Claude Marchandot. Publié le 2 septembre 2021 FRONT POPULAIRE

Lorsque, remontant la vallée du Lot, en provenance de Fumel et en direction de Cahors, je prends sur la gauche la route étroite qui me mène, à quelques kilomètres de là, à Bonaguil, je pense déjà à cet éblouissement que va provoquer en moi l’apparition du château, au détour d’un virage et au terme de cette petite route serpentant dans un val… Ce point d’apparition où l’on a envie de s’arrêter immédiatement pour s’octroyer une pause méditative en regardant les tourelles du castel de Béranger de Roquefeuil, en particulier à cette heure tardive de la fin de journée d’été, quand les murailles sont dorées par le soleil…

Car nous sommes ici sur les terres de ce baron réputé orgueilleux et colérique en son époque, à tel point qu’il s’est écrié, peu avant la construction de son château qui va débuter en 1480 : « Par Messire Jésus et tous les saints de son glorieux Paradis, j’élèverai un castel que ni mes vilains sujets ne pourront prendre, ni les Anglais s’ils ont l’audace d’y revenir, voire même les plus puissants soldats du Roi de France ! »
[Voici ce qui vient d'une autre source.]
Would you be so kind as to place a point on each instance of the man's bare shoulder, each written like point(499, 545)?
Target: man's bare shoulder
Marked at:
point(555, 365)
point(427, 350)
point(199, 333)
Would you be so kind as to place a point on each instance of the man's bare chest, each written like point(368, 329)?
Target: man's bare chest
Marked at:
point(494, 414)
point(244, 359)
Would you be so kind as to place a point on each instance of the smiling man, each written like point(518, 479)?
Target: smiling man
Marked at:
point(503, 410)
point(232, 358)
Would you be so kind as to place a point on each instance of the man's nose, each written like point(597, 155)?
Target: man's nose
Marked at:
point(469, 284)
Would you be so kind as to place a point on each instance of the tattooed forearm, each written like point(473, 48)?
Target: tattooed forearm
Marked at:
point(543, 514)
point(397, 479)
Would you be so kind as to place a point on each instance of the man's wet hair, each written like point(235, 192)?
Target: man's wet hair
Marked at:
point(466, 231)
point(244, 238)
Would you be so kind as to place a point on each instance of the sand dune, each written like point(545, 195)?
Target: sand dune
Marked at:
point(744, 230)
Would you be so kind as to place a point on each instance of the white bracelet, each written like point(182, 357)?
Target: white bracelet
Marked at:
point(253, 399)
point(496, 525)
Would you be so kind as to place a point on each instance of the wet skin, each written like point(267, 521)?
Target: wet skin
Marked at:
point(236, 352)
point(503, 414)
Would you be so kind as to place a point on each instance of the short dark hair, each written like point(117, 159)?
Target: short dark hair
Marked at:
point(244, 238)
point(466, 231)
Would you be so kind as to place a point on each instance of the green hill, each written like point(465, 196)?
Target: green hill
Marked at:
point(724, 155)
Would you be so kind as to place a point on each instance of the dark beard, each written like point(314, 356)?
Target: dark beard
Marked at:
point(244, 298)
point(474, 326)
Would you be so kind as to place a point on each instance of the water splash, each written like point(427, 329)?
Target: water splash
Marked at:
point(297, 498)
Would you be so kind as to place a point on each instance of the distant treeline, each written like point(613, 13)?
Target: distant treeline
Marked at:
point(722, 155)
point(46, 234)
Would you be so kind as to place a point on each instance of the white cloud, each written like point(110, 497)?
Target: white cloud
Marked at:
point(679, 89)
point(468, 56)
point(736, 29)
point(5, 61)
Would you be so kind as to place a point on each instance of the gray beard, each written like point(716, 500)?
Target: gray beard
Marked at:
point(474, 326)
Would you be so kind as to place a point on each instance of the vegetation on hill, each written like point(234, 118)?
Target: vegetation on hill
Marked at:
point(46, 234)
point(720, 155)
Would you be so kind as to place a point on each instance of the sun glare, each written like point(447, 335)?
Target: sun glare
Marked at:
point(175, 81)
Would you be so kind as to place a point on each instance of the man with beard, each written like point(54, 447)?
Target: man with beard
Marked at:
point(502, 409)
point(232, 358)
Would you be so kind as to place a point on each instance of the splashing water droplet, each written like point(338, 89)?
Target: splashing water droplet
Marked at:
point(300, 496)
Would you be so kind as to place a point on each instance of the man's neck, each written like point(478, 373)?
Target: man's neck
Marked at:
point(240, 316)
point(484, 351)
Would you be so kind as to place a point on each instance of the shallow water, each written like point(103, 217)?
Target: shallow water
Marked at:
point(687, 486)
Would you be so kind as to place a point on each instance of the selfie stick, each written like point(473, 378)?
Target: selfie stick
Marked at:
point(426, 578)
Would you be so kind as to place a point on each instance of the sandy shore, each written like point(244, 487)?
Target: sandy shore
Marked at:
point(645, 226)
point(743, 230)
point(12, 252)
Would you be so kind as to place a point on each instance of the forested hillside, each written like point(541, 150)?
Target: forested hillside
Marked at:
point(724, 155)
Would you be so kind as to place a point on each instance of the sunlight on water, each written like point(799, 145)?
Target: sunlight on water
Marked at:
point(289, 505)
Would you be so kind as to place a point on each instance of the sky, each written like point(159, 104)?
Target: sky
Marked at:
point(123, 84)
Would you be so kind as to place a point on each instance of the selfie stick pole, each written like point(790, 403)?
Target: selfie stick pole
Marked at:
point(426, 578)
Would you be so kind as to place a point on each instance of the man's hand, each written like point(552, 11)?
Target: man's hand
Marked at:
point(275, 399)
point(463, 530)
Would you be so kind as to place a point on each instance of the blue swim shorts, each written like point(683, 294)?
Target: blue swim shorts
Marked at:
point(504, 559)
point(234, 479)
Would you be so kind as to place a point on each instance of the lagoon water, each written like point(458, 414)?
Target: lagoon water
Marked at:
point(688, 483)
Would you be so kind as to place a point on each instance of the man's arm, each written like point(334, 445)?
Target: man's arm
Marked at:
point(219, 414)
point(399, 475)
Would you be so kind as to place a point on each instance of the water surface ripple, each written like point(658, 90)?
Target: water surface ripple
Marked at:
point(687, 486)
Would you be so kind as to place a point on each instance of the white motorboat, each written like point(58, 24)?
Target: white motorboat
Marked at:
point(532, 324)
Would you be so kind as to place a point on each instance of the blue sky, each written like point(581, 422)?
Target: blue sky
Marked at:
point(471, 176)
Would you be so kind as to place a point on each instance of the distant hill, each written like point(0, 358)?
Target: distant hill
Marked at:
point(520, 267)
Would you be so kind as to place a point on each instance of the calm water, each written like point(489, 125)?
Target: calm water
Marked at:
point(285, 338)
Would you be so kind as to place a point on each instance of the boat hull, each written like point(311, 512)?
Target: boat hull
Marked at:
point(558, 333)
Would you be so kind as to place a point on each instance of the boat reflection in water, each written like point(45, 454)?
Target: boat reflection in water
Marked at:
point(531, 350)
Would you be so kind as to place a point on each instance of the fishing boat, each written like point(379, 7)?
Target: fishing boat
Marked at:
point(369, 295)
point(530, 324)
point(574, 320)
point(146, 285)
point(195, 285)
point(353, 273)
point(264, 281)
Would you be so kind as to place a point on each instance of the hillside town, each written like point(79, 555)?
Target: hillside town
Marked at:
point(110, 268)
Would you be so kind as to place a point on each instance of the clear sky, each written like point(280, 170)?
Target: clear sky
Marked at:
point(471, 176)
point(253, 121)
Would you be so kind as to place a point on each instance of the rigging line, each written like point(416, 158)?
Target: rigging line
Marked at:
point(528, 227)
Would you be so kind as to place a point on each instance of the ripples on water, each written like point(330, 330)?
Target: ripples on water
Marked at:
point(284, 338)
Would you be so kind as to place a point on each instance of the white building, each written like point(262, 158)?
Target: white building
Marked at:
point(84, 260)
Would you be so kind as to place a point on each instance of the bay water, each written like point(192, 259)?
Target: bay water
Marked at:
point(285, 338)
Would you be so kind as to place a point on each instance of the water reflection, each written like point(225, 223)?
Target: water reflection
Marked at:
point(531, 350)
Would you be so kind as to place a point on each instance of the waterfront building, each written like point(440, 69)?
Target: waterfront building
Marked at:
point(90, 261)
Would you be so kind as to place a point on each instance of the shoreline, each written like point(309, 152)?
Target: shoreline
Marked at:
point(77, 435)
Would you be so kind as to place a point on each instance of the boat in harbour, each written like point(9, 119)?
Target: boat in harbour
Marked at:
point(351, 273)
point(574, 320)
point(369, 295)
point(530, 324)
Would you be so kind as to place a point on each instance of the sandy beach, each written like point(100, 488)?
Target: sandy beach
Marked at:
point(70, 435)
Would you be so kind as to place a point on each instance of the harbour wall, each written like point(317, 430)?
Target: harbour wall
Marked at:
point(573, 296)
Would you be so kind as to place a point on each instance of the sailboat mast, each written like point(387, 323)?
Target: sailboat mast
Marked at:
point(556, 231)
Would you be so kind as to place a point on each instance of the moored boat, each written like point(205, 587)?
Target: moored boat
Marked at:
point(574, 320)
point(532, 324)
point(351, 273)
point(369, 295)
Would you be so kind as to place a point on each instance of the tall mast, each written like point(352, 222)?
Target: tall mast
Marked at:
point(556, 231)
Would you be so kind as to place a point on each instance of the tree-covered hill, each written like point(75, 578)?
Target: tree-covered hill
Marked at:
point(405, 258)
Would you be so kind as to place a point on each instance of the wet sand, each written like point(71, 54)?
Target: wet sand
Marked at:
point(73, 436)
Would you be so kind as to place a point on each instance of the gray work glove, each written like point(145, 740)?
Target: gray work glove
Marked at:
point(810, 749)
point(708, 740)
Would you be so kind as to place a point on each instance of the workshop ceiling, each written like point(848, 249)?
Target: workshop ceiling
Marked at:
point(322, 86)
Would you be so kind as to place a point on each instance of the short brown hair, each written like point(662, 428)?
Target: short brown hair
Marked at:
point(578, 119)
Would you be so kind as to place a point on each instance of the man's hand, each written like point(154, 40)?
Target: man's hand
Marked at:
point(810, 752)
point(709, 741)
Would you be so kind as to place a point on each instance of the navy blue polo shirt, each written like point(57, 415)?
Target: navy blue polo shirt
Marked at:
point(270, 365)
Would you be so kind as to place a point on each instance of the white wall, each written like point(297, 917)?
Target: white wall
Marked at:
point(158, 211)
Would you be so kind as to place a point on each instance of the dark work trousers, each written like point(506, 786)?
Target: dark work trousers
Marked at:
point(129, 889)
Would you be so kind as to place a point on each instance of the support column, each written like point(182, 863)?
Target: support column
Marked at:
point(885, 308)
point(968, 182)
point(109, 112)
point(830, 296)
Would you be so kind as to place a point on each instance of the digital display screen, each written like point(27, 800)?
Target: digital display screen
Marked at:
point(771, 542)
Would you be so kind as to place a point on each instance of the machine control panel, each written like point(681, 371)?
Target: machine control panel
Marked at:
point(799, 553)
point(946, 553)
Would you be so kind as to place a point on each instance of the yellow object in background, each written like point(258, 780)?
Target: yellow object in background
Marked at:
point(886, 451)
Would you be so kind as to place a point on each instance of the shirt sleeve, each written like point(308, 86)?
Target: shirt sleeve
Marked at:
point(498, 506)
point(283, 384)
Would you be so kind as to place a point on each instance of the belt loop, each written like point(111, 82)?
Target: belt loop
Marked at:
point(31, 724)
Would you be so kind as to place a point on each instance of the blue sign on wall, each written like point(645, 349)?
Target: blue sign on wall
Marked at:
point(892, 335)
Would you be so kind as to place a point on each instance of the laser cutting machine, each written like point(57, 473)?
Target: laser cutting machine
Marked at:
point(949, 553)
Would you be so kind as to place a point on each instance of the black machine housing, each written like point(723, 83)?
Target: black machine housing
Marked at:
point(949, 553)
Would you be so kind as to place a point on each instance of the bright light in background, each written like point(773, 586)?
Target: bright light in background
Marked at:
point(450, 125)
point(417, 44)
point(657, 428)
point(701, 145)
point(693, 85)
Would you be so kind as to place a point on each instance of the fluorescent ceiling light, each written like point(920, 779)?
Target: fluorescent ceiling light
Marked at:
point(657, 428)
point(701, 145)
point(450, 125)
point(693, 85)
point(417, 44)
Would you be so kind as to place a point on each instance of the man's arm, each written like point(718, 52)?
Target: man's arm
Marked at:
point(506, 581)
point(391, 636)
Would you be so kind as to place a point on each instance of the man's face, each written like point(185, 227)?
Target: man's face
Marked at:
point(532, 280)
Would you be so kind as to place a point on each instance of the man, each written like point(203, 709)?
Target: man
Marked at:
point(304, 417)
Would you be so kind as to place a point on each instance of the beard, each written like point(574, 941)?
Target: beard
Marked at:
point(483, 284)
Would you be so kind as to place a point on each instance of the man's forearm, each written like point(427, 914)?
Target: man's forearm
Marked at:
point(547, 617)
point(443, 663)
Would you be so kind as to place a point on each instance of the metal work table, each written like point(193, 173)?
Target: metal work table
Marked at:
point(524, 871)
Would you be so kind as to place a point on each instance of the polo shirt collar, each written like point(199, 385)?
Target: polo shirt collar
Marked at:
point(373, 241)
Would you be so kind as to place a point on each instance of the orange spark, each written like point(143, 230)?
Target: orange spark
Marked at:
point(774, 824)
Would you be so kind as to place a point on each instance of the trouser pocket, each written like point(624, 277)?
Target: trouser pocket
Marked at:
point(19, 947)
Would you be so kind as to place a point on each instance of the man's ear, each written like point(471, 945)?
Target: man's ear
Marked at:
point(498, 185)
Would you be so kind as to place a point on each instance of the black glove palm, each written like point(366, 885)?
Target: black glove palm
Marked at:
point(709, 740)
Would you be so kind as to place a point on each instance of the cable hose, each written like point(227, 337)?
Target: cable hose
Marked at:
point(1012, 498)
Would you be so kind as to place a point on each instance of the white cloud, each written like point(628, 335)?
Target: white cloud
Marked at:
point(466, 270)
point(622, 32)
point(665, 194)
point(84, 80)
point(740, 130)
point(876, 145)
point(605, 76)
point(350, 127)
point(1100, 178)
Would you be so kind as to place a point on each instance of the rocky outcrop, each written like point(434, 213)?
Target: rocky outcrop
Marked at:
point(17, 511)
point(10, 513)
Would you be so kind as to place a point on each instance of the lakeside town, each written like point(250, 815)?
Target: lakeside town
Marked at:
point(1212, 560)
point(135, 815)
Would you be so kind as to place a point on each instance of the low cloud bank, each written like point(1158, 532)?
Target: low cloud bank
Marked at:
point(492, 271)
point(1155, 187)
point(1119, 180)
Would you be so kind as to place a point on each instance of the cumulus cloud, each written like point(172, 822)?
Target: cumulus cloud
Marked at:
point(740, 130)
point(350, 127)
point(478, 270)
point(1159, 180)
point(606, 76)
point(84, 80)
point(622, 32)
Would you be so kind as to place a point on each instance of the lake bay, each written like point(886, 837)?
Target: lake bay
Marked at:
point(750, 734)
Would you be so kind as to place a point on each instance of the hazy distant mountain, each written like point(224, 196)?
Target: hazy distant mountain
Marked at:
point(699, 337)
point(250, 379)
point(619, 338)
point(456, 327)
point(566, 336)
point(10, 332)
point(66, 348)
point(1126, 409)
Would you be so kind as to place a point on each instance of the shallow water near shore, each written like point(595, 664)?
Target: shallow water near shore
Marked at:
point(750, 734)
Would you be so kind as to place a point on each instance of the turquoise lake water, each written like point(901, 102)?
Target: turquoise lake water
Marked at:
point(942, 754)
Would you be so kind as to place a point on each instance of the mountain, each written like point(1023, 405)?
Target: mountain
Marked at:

1480, un château fort au crépuscule du Moyen-Âge

C’est bien à ce moment, à la charnière de deux époques, que fut édifié ce monument, sur les vestiges d’une tour de guet datant du milieu du XIIIe siècle, au cœur de ce qui est devenu aujourd’hui le pays agenais, non loin du val Lémance, dans un paysage essentiellement forestier, bien que parsemé de clairières, de nombreux villages et de hameaux. Et avec ses remparts, ses fossés et ses courtines, l’architecture de cet édifice appartient bien encore à l’ère médiévale et n’a rien de commun avec ce que seront sous peu les châteaux « de plaisance » de la Renaissance.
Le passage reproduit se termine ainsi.